Since his surgery in February, Prince has spent hours in physical therapy and doing plenty of work with resistance bands to get his arm back to its original strength, if not better, than it was pre-injury.
Beckham, a former pitcher at Camden High and then at The Citadel, has a good idea of what Prince has been going through with the injury and what will come next once he gets to Lancaster. He said the time away from baseball and learning how to throw again could be beneficial for the 6-foot-1 Prince.
“He’s going to have to put a lot of work in because this is not an injury which you bounce right back from,” Beckham said. “There are a lot of things which he is going to have to overcome mentally. Velocity is one of the things which comes slowly, but the more he stays in the weight room and keeps his head on the right path, the better he will be.
“Coach Williams will do a good job with him and will bring him around slowly and in the time frame he needs to be brought back. He won’t rush him back out there.”
Having played baseball since the age of six, Prince said it has been hard to just sit on the sidelines and watch his Spartan teammates, knowing that had he been healthy, he could have been a big help on the mound and at third base. He has had to learn patience this year just as he will have to learn a new way of pitching and, a new pitch or two in order to get college batters out.
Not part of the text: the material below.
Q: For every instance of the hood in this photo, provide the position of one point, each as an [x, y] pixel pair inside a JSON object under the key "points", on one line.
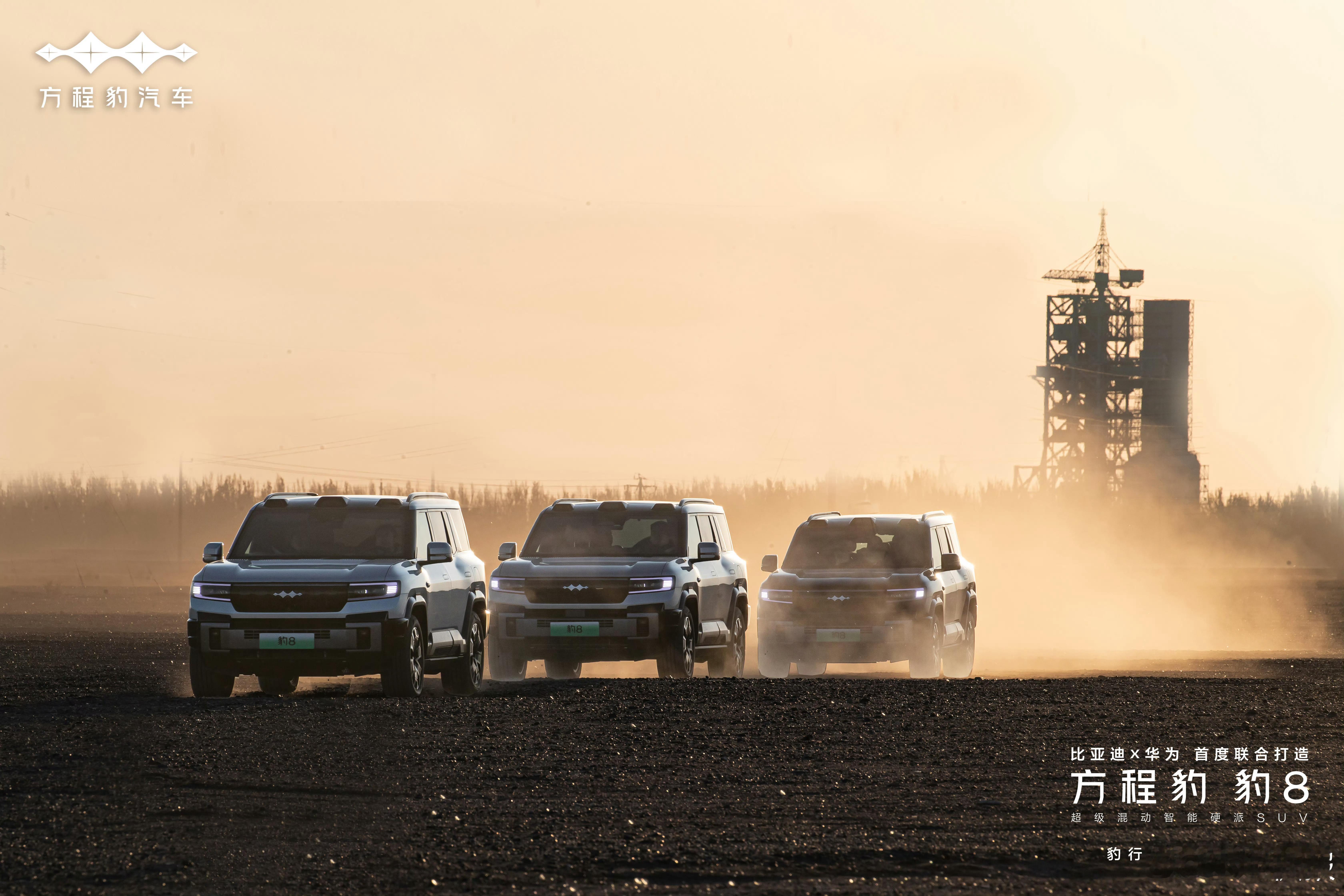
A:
{"points": [[294, 571], [585, 569]]}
One change Prince plans on making is dropping his arm angle to cause less stress to his arm.
  “It was my biggest fear before and, I’m still scared about it,” he said about reinjuring his pitching arm. “I want to jump back into it pretty quick, get better and go on.
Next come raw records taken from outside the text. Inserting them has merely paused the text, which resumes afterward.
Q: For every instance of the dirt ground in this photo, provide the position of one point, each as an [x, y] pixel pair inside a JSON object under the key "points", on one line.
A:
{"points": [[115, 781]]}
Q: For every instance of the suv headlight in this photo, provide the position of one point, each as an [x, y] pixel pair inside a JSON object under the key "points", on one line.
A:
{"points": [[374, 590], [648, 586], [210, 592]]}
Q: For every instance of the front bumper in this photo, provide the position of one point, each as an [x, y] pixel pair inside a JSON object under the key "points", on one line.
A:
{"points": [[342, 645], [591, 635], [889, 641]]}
“I have the velocity … it’s there. I can hit the 90s, but I need a changeup or else, they’ll hit me hard … at least that’s what I’ve been told.”
Beckham said Prince has a fastball which translates to the next level, but will need more than just one pitch to keep batters guessing.
“He’s going to have to develop some off-speed pitches,” Beckham said of the changes which Prince must make once he gets to USC-Lancaster and, beyond.
“The game’s a lot faster in college. You make mistakes in college and those balls never come back into the park. He has to learn to stay low in the zone and just be a battler and compete because you’re not going to strike everybody out. You’re not going to be a 10-strikeout guy like you can be in high school if you have an upper velocity fastball. He’s going to have to learn how to pitch instead of just throwing the ball across the plate.”
Just getting the chance to pitch, again, is something which Prince wanted for himself and which Beckham wanted for a valuable member of the program. They both got their wish when USC-Lancaster came through with an offer.
“I think it will be great for him,” Beckham said of Prince’s college choice. “Kenneth’s strength is his knowledge of the game. He knows it very well and has been playing baseball since he was six years old. He’s been around the game and he loves to compete. He has a big upside. Hopefully, he’ll get a lot better from a standpoint of building strength.
“I think it’s beneficial that he does not have to rush back from his injury to try and prove himself. This is a program which is on the upswing. I think Coach Williams will do a great job in getting him where he needs to be.”